The tradition of community informatics shows an emerging field of research and practice that is at a point where social informatics was in the late 20th century with respect to mapping out its borders. Community informatics (CI) is a technology-based discipline devoted to understanding “social factors influencing ICT utilization”(O’Neil 2001, p.3) in local communities. CI “pays attention to physical communities and the design and implementation of technologies and applications, which enhance and promote their objectives” (Gurstein 2000, p.2).

An inspection of the CI literature illustrates the difficulties of the research and practice in CI because of a need to integrate various methods, research goals, community programs, potentially conflicting assumptions, multiple voices, theories and practices. The shortcomings in the evolution of community informatics’ doxa relate to a gap in the establishment of a common ground of principles, methods and theoretical frameworks needed to bring coherence and establish disciplinary boundaries for CI (Bishop, personal communication, 2001; Gurstein 2003, 2007; Pitkin 2001). For instance, concerning a critical aspect such as “effective use of ICTs,” Gurstein notes, that the term “has been widely employed [with] little or no systematic analysis” (2003, p.8).

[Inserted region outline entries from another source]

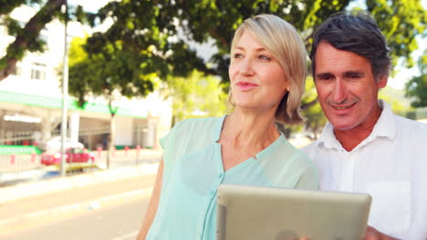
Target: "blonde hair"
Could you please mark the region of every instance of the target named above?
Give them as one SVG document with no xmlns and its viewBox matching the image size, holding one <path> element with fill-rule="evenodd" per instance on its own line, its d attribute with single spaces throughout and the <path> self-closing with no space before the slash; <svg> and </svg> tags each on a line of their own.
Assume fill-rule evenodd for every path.
<svg viewBox="0 0 427 240">
<path fill-rule="evenodd" d="M 297 29 L 273 15 L 248 18 L 234 33 L 232 55 L 235 45 L 245 31 L 249 31 L 277 59 L 289 83 L 289 92 L 284 95 L 276 111 L 276 120 L 283 124 L 300 124 L 303 117 L 299 106 L 307 73 L 306 47 Z"/>
</svg>

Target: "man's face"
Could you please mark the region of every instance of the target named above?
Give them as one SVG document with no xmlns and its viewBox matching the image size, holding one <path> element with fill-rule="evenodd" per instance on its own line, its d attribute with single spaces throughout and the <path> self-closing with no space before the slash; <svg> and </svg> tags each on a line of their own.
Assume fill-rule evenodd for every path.
<svg viewBox="0 0 427 240">
<path fill-rule="evenodd" d="M 378 90 L 387 76 L 375 82 L 370 61 L 321 42 L 316 51 L 314 75 L 320 105 L 336 130 L 373 126 L 380 116 Z"/>
</svg>

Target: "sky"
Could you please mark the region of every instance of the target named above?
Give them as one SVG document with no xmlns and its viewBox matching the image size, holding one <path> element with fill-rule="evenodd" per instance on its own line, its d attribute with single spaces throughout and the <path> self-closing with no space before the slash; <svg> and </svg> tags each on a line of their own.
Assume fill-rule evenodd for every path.
<svg viewBox="0 0 427 240">
<path fill-rule="evenodd" d="M 103 6 L 109 1 L 111 0 L 68 0 L 68 3 L 72 5 L 81 5 L 86 11 L 95 13 L 99 7 Z M 362 0 L 358 1 L 362 2 Z M 424 9 L 427 9 L 427 0 L 422 0 L 422 4 L 424 6 Z M 358 3 L 356 2 L 355 5 L 358 5 Z M 427 38 L 420 38 L 418 45 L 419 49 L 412 53 L 412 57 L 415 61 L 417 61 L 417 59 L 422 55 L 423 51 L 427 49 Z M 397 70 L 397 74 L 394 77 L 391 77 L 389 79 L 388 85 L 398 89 L 403 89 L 405 80 L 409 80 L 412 76 L 420 74 L 420 71 L 417 66 L 408 69 L 406 67 L 397 65 L 394 69 Z"/>
</svg>

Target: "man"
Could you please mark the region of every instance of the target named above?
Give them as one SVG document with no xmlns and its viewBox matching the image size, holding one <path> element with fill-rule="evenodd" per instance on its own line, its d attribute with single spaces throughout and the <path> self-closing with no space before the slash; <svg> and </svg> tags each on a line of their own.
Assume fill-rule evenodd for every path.
<svg viewBox="0 0 427 240">
<path fill-rule="evenodd" d="M 392 114 L 378 99 L 389 47 L 370 16 L 337 14 L 314 34 L 318 101 L 328 119 L 304 148 L 322 190 L 372 195 L 365 239 L 427 239 L 427 125 Z"/>
</svg>

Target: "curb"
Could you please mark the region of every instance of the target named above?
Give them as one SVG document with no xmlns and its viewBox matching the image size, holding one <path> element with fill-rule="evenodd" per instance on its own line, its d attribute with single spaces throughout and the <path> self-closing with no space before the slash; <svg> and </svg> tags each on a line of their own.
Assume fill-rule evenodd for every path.
<svg viewBox="0 0 427 240">
<path fill-rule="evenodd" d="M 144 175 L 155 175 L 159 164 L 118 167 L 66 177 L 51 178 L 38 182 L 23 183 L 0 188 L 0 204 L 27 196 L 60 190 L 73 189 L 105 182 L 113 182 Z"/>
</svg>

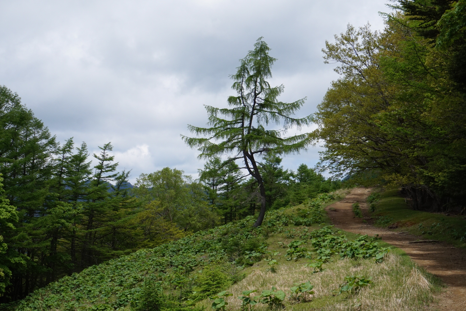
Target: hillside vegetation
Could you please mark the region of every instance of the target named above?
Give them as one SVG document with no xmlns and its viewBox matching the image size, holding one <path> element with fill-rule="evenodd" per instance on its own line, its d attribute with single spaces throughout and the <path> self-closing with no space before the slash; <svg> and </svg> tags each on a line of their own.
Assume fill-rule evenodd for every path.
<svg viewBox="0 0 466 311">
<path fill-rule="evenodd" d="M 465 216 L 413 210 L 397 189 L 377 189 L 368 199 L 374 225 L 466 247 Z"/>
<path fill-rule="evenodd" d="M 229 292 L 233 296 L 217 297 L 229 304 L 226 310 L 248 310 L 252 304 L 241 307 L 237 297 L 253 290 L 248 295 L 259 302 L 254 306 L 258 310 L 409 310 L 431 301 L 439 288 L 435 280 L 409 257 L 376 238 L 326 225 L 323 207 L 338 197 L 321 195 L 268 212 L 259 228 L 249 216 L 93 266 L 9 310 L 210 309 L 209 297 Z M 342 286 L 352 284 L 351 276 L 362 286 Z"/>
</svg>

Although CI is slowly meeting its challenges of closing its theoretical and methodological gap, as Pitkin recommends, “head on” (2001, p.10), the nature of the CI discipline calls for its researchers and practitioners to be forever engaged with a “diffusion of methods, ideas and approaches from field to field.”1 This need for multidisciplinarity in CI’s doxa raises a number of critical issues and research problems related to the maturation of a common rhetoric for an emergent discipline. For one, the complexity of understanding community ICT projects requires CI researchers to go beyond just describing success stories (or failures) to analyzing the principles underlying the various ICT developmental case studies. Yet, going beyond just describing stories will require CI to work on providing a common ground of principles, methods, constructs and theories.

To the extent that CI closes its theoretical and methodological gap, more sense making CI research that contributes to a steady evolution of the discipline and that brings insights into the relationship between ICTs and community development projects should appear in the future.

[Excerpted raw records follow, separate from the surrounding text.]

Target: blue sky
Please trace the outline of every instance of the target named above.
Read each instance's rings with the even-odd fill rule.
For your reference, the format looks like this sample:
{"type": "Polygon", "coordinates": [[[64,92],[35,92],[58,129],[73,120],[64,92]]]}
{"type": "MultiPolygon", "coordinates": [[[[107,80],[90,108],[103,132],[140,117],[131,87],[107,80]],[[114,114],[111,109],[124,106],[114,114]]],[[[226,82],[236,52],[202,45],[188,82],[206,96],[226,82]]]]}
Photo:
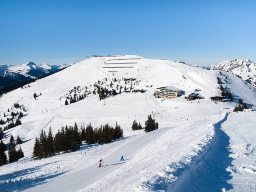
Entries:
{"type": "Polygon", "coordinates": [[[256,61],[256,1],[0,0],[0,63],[136,54],[256,61]]]}

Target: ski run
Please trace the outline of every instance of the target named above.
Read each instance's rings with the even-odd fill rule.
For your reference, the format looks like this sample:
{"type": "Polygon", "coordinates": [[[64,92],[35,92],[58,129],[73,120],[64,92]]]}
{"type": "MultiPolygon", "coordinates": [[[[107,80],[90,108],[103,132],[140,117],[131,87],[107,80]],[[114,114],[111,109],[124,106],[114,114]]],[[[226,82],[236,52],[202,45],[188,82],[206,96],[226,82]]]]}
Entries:
{"type": "Polygon", "coordinates": [[[227,72],[136,55],[82,61],[0,98],[0,119],[20,112],[12,107],[14,103],[27,109],[22,124],[4,132],[8,146],[11,135],[23,139],[25,157],[0,166],[0,191],[255,191],[256,113],[233,112],[240,98],[256,109],[255,93],[227,72]],[[234,94],[233,102],[211,101],[221,94],[217,77],[227,79],[223,86],[234,94]],[[88,93],[64,105],[74,87],[77,93],[86,86],[92,92],[98,81],[106,88],[112,82],[115,89],[121,85],[130,90],[131,82],[125,84],[125,78],[136,79],[131,90],[146,91],[125,93],[123,88],[120,94],[100,100],[97,94],[88,93]],[[164,100],[154,97],[156,88],[166,86],[184,94],[164,100]],[[184,98],[196,89],[203,99],[184,98]],[[36,100],[35,92],[41,92],[36,100]],[[131,130],[134,120],[144,127],[152,114],[159,129],[131,130]],[[51,126],[55,134],[62,125],[75,122],[79,127],[117,123],[124,136],[107,144],[84,142],[75,152],[33,159],[35,138],[42,131],[48,133],[51,126]],[[101,158],[103,166],[98,168],[101,158]]]}

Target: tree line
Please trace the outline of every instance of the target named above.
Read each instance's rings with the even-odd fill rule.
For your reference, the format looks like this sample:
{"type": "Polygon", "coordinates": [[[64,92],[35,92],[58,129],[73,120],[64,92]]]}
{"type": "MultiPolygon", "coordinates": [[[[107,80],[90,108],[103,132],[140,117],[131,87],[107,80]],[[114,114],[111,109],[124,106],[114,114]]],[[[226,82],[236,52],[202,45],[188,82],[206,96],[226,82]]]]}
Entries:
{"type": "MultiPolygon", "coordinates": [[[[13,90],[15,90],[16,89],[18,89],[18,88],[20,88],[20,87],[22,87],[24,86],[24,85],[26,85],[27,84],[29,84],[30,83],[32,83],[33,82],[35,82],[38,79],[42,79],[44,77],[46,77],[47,76],[49,76],[49,75],[51,75],[52,74],[54,74],[55,73],[56,73],[57,72],[59,72],[60,71],[61,71],[65,69],[66,69],[67,67],[64,67],[62,69],[60,69],[58,71],[57,71],[57,72],[53,72],[51,73],[49,73],[47,74],[46,74],[40,77],[38,77],[38,78],[32,78],[32,79],[30,79],[28,80],[27,80],[26,81],[23,81],[22,82],[20,82],[18,83],[16,83],[15,84],[12,84],[11,85],[9,85],[8,86],[6,86],[6,87],[3,87],[1,89],[0,89],[0,96],[1,96],[3,94],[6,94],[8,92],[10,92],[10,91],[13,91],[13,90]]],[[[29,87],[29,85],[28,86],[28,87],[29,87]]]]}
{"type": "MultiPolygon", "coordinates": [[[[133,121],[132,125],[132,130],[138,130],[142,129],[140,123],[138,124],[136,120],[133,121]]],[[[144,131],[146,132],[149,132],[158,129],[158,123],[156,121],[154,118],[152,118],[151,115],[148,116],[148,120],[145,122],[145,129],[144,131]]]]}
{"type": "Polygon", "coordinates": [[[238,105],[238,106],[236,106],[235,107],[233,111],[243,111],[244,109],[249,109],[251,107],[251,105],[248,105],[247,103],[243,102],[243,100],[241,98],[239,98],[238,102],[239,105],[238,105]]]}
{"type": "Polygon", "coordinates": [[[8,160],[7,156],[5,154],[5,150],[7,149],[6,146],[2,141],[3,138],[3,132],[2,128],[0,128],[0,136],[1,137],[1,141],[0,142],[0,166],[7,164],[8,162],[12,163],[13,162],[18,161],[20,158],[24,157],[24,154],[20,146],[19,148],[17,149],[16,148],[16,146],[23,143],[22,139],[20,138],[18,136],[17,136],[16,140],[16,143],[14,141],[14,138],[13,136],[11,135],[10,140],[10,144],[9,145],[9,149],[8,150],[8,154],[9,156],[9,159],[8,160]]]}
{"type": "Polygon", "coordinates": [[[42,131],[40,138],[36,138],[33,158],[40,159],[62,152],[74,151],[80,148],[82,141],[85,141],[88,145],[103,144],[111,143],[123,136],[123,130],[117,123],[114,128],[108,123],[94,128],[90,123],[86,127],[84,124],[81,125],[79,129],[75,123],[74,126],[62,126],[54,136],[50,127],[48,135],[45,131],[42,131]]]}

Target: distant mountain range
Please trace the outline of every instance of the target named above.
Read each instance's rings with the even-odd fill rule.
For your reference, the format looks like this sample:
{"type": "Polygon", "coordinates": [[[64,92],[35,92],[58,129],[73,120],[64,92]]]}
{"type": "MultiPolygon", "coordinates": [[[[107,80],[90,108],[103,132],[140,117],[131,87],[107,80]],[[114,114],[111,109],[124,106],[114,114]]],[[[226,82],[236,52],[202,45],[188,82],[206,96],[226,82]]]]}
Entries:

Along these lines, this study looks at the research problem of developing a method based on community events helpful to community informatics for uncovering the “local knowledge” (Geertz 1983) of a marginalized diasporic community, and beyond that, for exploring ways of recasting this local knowledge into designing more socially inclusive community ICTs.

The development of this method focuses on mapping the action of the research activity as what happens when various methods, theories, practices and goals integrate and adjust into a unit of analysis of community events, producing an interpretation which is useful for designing more socially inclusive community ICTs.

In general, the concept of “community” is defined in this study as a dynamic and constitutive group that can develop tenacious coalitions that work towards a particular end while dealing with internal tensions, inconsistencies and contradictions that may hinder the development of a particular goal. Specifically, the research problem situates the development of the method in the Latino community of Paseo Boricua, Chicago, Illinois, during the years 1999 through 2003 (Lastra 2006).